La scorsa settimana mi sono slogata la caviglia e per un po’ di giorni il mio andare è stato zoppicante e soprattutto lento. “Che sfortuna”, qualcuno mi ha detto. “Chissà”. Non solo credo fermamente che qualunque “problema” risolvibile non sia realmente un problema, ma in genere credo anche che le cose spesso succedano per un motivo. Mi è venuta in mente una bellissima storia zen che ogni tanto rileggo.
Il contadino saggio
C’era una volta un contadino cinese, era molto povero, per vivere lavorava duramente la terra con l’aiuto di suo figlio, ma possedeva il grande dono della saggezza.
Un giorno il figlio gli disse:
– Padre che disgrazia, il nostro cavallo è scappato dalla stalla!
– Perchè la chiami disgrazia? rispose il padre!
– Aspettiamo e vediamo cosa succederà nel tempo!
Qualche giorno dopo il cavallo ritornò portando con sè una mandria di cavalli selvatici.
– Padre che fortuna! Esclamò questa volta il ragazzo.
Il nostro cavallo ci ha portato una mandria di cavalli selvatici.
– Perchè la chiami fortuna! rispose il padre. Aspettiamo e vediamo cosa succederà nel tempo.
Qualche giorno dopo, il giovane nel tentativo di addomesticare uno dei cavalli, venne disarcionato
e cadde al suolo fratturandosi una gamba.
– Padre che disgrazia, mi sono fratturato una gamba.
Ma anche questa volta il saggio padre sentenziò:
– Perchè la chiami disgrazia? Aspettiamo e vediamo cosa succede nel tempo.
Ma il ragazzo per nulla convinto delle sagge parole del padre, continuava a lamentarsi nel suo letto.
Qualche tempo dopo, passarono per il villaggio gli inviati del re con il compito di reclutare i giovani da inviare in guerra.
Anche la casa del vecchio contadino venne visitata dai soldati reali, ma quando trovarono il giovane a letto, con la gamba immobilizzata, lo lasciarono stare per proseguire il loro cammino.
Qualche tempo dopo scoppiò la guerra e molti giovani morirono nel campo di battaglia, il giovane si salvò a causa della sua gamba zoppa.
Fu così che il giovane capì che non bisogna mai dare per scontato né la disgrazia né la fortuna, ma che bisogna dare tempo al tempo per vedere cosa è bene e cosa è male.
Per via della mia caviglia, per alcuni giorni sono arrivata al lavoro in auto, lasciando a casa il mio mezzo di trasporto preferito, la bicicletta, e nel breve percorso dal parcheggio retrostante la Filanda al nostro ufficio la mia camminata lenta mi ha regalato una prospettiva diversa di questi vecchi affascinanti mattoni.
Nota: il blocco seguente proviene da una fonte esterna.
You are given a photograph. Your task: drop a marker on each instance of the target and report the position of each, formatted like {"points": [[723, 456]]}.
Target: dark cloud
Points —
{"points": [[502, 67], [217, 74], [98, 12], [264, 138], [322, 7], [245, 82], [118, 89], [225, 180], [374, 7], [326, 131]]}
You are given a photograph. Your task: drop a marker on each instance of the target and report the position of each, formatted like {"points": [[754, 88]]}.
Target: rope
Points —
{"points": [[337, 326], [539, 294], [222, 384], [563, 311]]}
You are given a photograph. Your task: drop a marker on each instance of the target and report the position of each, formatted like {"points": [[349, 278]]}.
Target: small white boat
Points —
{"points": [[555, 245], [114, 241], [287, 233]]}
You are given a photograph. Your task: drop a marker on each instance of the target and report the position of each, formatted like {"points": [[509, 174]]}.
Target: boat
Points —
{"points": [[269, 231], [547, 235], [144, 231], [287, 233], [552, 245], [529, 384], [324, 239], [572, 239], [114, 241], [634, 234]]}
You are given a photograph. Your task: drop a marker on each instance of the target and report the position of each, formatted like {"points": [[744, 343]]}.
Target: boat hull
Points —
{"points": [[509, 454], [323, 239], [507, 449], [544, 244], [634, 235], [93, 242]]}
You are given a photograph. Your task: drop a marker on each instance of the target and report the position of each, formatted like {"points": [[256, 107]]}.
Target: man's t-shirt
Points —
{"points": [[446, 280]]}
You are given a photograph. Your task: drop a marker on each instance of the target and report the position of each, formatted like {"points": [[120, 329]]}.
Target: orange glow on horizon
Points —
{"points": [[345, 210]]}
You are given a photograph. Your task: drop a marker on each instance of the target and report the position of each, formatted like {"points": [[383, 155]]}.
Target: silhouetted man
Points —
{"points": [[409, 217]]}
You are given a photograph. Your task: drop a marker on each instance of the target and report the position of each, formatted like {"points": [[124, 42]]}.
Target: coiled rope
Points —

Ma soprattutto mi hanno colpito le porte. La porta ha una dimensione simbolica, in sé racchiude l’idea di separazione e di unione, è soglia che si varca, è apertura a nuove opportunità, chiusura di esperienze o fasi dalle quali ci vogliamo allontanare, ed è passaggio, inteso anche come trasformazione, evoluzione e crescita. Nel loro significato molto concreto, le porte proteggono, e quelle vecchie come quelle della Filanda lo fanno con un’eleganza innata. Così questa settimana, con la caviglia in via di guarigione, non appena il sole ha avuto la meglio sul cielo coperto della prima mattina, mi sono concessa una breve pausa tra questi edifici del 1800 per catturare con la mia macchina fotografica alcune di queste porte.
Vecchie serrature.
Nello spazio che custodiva le carrozze, ora luogo destinato ai piccoli concerti o all’aperitivo che segue gli spettacoli serali.
Dalla scala che porta alla sala grande, dove un tempo si trovavano i macchinari per lavorare i bozzoli.
Il dietro le quinte della sala grande.
Il glicine in fiore e la porta verso la stanza della posta e del book crossing.
Nella stanza della posta.
Nel passaggio verso il portico.
E per concludere, le porte del nostro ufficio.